From c49d0b906420dd8da69ffd0bd11e6db72a9eb549 Mon Sep 17 00:00:00 2001
From: unknown <vchill@DESKTOP-IFCIFN3.nvidia.com>
Date: Thu, 7 May 2020 20:49:26 +0530
Subject: [PATCH] Modified Stream support functionality.

---
 .../include/opencv2/cudaoptflow.hpp           | 14 ++-
 modules/cudaoptflow/samples/optical_flow.cpp  |  4 +-
 modules/cudaoptflow/src/nvidiaOpticalFlow.cpp | 86 ++++++++++++-------
 3 files changed, 69 insertions(+), 35 deletions(-)

diff --git a/modules/cudaoptflow/include/opencv2/cudaoptflow.hpp b/modules/cudaoptflow/include/opencv2/cudaoptflow.hpp
index b434e9dfb..9fde39252 100644
--- a/modules/cudaoptflow/include/opencv2/cudaoptflow.hpp
+++ b/modules/cudaoptflow/include/opencv2/cudaoptflow.hpp
@@ -118,7 +118,9 @@ public:
     @param inputImage Input image.
     @param referenceImage Reference image of the same size and the same type as input image.
     @param flow A buffer consisting of inputImage.Size() / getGridSize() flow vectors in CV_16SC2 format.
-    @param stream Stream for the asynchronous version.
+    @param stream It is highly recommended that CUDA streams for pre and post processing of optical flow vectors should be set once per session in create() function as a part of optical flow session creation.
+                  This parameter is left here for backward compatibility and may be removed in the future.
+                  Default value is NULL stream;
     @param hint Hint buffer if client provides external hints.
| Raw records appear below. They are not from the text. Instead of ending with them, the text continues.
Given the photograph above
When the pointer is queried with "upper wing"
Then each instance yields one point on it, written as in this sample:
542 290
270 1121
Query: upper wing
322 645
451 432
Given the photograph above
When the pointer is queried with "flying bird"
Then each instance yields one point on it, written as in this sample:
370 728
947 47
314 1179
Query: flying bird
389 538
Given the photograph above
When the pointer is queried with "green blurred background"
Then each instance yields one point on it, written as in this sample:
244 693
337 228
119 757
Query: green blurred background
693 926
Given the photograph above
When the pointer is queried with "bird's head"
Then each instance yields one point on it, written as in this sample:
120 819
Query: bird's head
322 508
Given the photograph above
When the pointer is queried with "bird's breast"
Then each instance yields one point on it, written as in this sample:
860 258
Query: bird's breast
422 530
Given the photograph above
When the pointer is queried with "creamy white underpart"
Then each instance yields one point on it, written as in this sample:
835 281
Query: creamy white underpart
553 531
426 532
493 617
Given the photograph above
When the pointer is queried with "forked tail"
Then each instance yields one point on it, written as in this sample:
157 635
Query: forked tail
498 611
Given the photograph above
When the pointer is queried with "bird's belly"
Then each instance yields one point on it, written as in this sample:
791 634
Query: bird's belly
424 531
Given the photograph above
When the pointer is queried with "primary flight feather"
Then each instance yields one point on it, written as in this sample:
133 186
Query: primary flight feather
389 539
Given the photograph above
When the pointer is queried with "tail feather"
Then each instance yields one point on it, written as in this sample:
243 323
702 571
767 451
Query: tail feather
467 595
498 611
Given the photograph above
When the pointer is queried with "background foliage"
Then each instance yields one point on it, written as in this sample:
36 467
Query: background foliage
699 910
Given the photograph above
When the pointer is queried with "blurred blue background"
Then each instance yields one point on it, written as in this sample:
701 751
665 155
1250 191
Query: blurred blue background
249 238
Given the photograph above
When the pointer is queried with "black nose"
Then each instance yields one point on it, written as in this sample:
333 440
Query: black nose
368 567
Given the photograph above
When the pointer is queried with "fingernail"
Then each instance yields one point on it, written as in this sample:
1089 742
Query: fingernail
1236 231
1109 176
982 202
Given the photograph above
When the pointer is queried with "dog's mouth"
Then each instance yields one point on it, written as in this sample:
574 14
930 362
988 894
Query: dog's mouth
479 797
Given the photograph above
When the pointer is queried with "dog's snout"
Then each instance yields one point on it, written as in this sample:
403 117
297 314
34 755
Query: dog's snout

Must have same size as flow buffer.
                 Caller can provide flow vectors as hints for optical flow calculation.
     @param cost Cost buffer contains numbers indicating the confidence associated with each of the generated flow vectors.
@@ -435,6 +437,12 @@ public:
     @param enableExternalHints Optional Parameter. Flag to enable passing external hints buffer to calc(). Defaults to false.
     @param enableCostBuffer Optional Parameter. Flag to enable cost buffer output from calc(). Defaults to false.
     @param gpuId Optional parameter to select the GPU ID on which the optical flow should be computed. Useful in multi-GPU systems. Defaults to 0.
+    @param inputStream Optical flow algorithm may optionally involve cuda preprocessing on the input buffers.
+                       The input cuda stream can be used to pipeline and synchronize the cuda preprocessing tasks with OF HW engine.
+                       If input stream is not set, the execute function will use default stream which is NULL stream;
+    @param outputStream Optical flow algorithm may optionally involve cuda post processing on the output flow vectors.
+                        The output cuda stream can be used to pipeline and synchronize the cuda post processing tasks with OF HW engine.
+                        If output stream is not set, the execute function will use default stream which is NULL stream;
     */
     CV_WRAP static Ptr<NvidiaOpticalFlow_1_0> create(
         int width,
@@ -444,7 +452,9 @@ public:
         bool enableTemporalHints = false,
         bool enableExternalHints = false,
         bool enableCostBuffer = false,
-        int gpuId = 0);
+        int gpuId = 0,
+        Stream& inputStream = Stream::Null(),
+        Stream& outputStream = Stream::Null());
 };
 
 //! @}
diff --git a/modules/cudaoptflow/samples/optical_flow.cpp b/modules/cudaoptflow/samples/optical_flow.cpp
index 289883b23..2bbea63ba 100644
--- a/modules/cudaoptflow/samples/optical_flow.cpp
+++ b/modules/cudaoptflow/samples/optical_flow.cpp
@@ -181,8 +181,8 @@ int main(int argc, const char* argv[])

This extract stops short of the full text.